We can and should contain the new authoritarians, but it bears remembering that George Kennan’s doctrine of containment did not seek to roll back the authoritarian regimes of his day or to convert them to liberal democracy.13 His doctrine sought instead to avoid war in a pluralist world and to give liberal democracy the time it needed to grow and prosper in peaceful competition with the other side. Those who call for a united ideological front, a warring liberal creed, in the face of the new authoritarian international would do well to recall Isaiah Berlin’s reply when he was once asked to contribute to a rousing credo for cold war liberals:

Certainly I do not think that the answer to communism is a counter faith, equally fervent, militant etc.; because one must fight the devil with the devil’s weapons. To begin with, nothing is less likely to create a “faith” than perpetual reiteration of the fact that we are looking for one, must find one, are lost without one etc. etc.14

Ideological self-dramatization during the cold war led to McCarthyism at home and adventurism overseas from Vietnam to Nicaragua. Besides, it is unconvincing to go into ideological battle for liberal democracy abroad when it stands in such obvious need of renewal at home.
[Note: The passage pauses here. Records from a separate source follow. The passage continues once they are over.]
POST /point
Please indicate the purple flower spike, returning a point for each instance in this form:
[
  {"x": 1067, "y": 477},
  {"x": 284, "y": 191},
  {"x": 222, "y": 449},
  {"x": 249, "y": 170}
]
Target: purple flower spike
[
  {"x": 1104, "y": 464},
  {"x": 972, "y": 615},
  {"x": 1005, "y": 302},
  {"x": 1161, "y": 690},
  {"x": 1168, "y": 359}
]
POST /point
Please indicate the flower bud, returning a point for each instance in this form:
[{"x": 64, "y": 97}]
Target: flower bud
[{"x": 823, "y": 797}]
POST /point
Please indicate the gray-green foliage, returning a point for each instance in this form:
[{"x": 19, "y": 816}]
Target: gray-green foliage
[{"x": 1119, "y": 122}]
American power remains overwhelmingly credible when used sparingly, with discrimination and care. The real problem is democratic dysfunction at home: the generation-long impasse between Congress and the executive branch, the reality-fleeing polarization of political argument, the gross failure to control the invidious power of money in politics, while inequalities in wealth are more flagrant than ever. The result is a weakening of shared public goods and increasing disillusion with democracy itself. Other liberal democracies face similar challenges, but they have got the influence of money under better control in their politics and rebalanced their political systems so that executive and legislative branches function effectively. In the battle of ideas with the new authoritarians, it is good to know that there is a rich variety of liberal democracies on offer, a wide array of plausible ways of “getting to Denmark.”15

America, however, still remains the democracy whose state of health determines the credibility of the liberal capitalist model itself in the world at large. The past fifty years since Vietnam have not been happy ones for the United States at home and abroad, but gloomy narratives of secular American decline, however eagerly America’s enemies may lap them up, neglect the plain evidence of past American capacity for institutional renewal—in the Progressive era, the New Deal, the New Frontier. It also neglects the hard facts of American companies’ commanding positions in the leading technologies that are shaping the twenty-first century.
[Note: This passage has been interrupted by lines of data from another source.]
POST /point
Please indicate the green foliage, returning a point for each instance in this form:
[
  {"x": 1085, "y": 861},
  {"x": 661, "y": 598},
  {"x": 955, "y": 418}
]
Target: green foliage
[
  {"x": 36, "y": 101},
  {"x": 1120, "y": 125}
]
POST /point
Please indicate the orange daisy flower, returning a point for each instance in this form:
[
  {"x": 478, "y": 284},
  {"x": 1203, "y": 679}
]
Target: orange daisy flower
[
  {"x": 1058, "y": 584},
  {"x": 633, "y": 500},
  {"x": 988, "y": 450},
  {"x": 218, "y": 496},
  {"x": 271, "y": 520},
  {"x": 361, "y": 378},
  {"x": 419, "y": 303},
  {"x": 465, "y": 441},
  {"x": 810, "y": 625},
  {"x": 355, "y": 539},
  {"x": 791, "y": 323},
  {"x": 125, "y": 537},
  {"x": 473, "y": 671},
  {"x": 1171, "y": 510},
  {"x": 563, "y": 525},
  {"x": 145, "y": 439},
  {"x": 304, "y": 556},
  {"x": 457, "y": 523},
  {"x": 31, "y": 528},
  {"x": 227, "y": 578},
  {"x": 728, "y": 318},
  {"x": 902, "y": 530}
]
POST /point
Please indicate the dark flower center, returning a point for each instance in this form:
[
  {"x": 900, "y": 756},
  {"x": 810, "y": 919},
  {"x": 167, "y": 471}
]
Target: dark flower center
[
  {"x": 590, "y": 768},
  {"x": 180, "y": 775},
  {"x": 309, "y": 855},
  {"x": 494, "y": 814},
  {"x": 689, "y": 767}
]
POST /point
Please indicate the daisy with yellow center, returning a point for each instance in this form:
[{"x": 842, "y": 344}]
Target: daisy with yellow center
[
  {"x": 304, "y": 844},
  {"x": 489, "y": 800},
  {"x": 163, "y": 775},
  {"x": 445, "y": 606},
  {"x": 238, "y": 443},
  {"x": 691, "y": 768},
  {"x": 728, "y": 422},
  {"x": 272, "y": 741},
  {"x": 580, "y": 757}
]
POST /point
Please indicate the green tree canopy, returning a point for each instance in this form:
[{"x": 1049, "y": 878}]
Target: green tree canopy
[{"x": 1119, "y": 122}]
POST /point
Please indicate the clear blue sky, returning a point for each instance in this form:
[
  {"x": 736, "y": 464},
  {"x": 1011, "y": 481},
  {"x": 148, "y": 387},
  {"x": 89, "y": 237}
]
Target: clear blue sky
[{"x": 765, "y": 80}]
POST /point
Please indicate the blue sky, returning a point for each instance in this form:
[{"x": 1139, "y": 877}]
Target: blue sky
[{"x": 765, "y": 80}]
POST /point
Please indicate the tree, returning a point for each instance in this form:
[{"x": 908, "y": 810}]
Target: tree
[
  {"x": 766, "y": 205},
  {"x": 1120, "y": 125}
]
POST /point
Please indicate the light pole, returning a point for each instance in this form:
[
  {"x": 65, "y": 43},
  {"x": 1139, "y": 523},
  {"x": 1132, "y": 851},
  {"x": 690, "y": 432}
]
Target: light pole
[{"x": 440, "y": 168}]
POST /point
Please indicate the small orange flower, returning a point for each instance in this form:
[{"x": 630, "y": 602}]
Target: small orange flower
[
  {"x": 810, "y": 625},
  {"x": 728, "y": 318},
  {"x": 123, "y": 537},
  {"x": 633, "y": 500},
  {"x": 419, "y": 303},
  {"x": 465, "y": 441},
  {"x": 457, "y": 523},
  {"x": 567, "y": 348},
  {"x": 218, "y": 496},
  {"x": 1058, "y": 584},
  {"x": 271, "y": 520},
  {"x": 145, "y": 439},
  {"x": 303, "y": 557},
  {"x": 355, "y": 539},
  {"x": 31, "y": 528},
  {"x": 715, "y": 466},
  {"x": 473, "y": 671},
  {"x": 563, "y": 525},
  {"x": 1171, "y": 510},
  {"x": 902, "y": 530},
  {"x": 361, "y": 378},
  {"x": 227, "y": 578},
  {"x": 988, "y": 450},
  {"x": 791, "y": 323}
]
If Vladimir Putin and Xi Jinping—or the IS for that matter—are betting on American decline, they are betting fools. At the same time, Richard Haass, president of the Council on Foreign Relations, is surely right when he says that a revived foreign policy capable of meeting the dual challenge of the new authoritarianism and the new extremism must begin with some sustained nation-building at home.16

If democratic dysfunction continues, the risk is not just domestic paralysis, but ugly adventurism abroad, since US administrations, just like their authoritarian competitors, have found it tempting to distract discontented domestic audiences with wars on foreign soil. After MH17, Crimea, the bloody caliphate rising on the banks of the Tigris, and the mounting tension in the China Sea, we do not need violent adventures abroad, still less words not backed up with deeds. We need a Europe and a United States whose people believe, once again, in their own institutions and their reform and accept the chance to prove, once again, that they can outlast their authoritarian and extremist adversaries.